The study from the SOM institute at Gothenburg University found that while 49 percent of Swedes were concerned about immigration levels, 78 percent were worried about an increase in racism.
The negative attitude towards xenophobia is likely due to the fact that the topic has been a hot one for the past two or three years, Marie Demker, political scientist, told Sveriges Radio (SR).
"I noticed that people feel that xenophobia threatens society," she told SR.
"We talk an awful lot about xenophobia and there is also a strongly negative attitude to all forms of racism and xenophobia. I think you can put it all down to the fact that xenophobia has been so high on the agenda over the past few years."
She added that it was "quite clear" that Swedes were more worried about other people's attitudes towards immigrants and refugees than they were about the foreigners themselves.

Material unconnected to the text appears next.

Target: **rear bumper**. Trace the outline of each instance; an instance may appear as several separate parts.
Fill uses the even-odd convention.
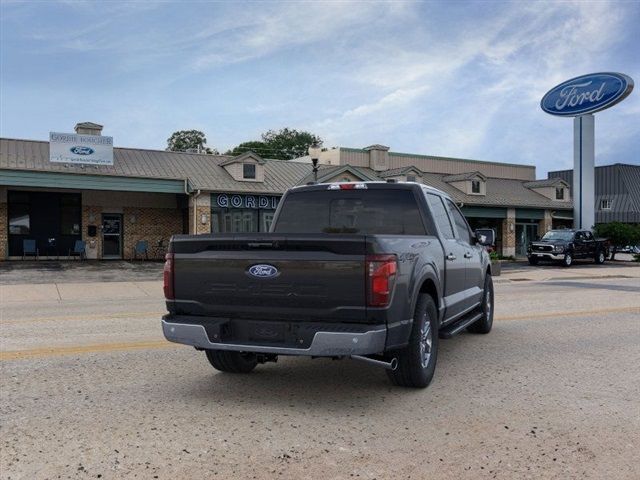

Immigration to Sweden has been a hot topic in Sweden, not least with Sweden taking the lead in questions of granting asylum to refugees. Last week, Eurostat revealed that Sweden took in 20 percent of the EU's asylum seekers in 2013 - a total of 26,395 asylum seekers, mostly from Syria. Around 15 percent of Sweden's population is foreign born.
The study, which marks the first time Swedes' concerns about xenophobia have been measured, will be published in full later on Tuesday.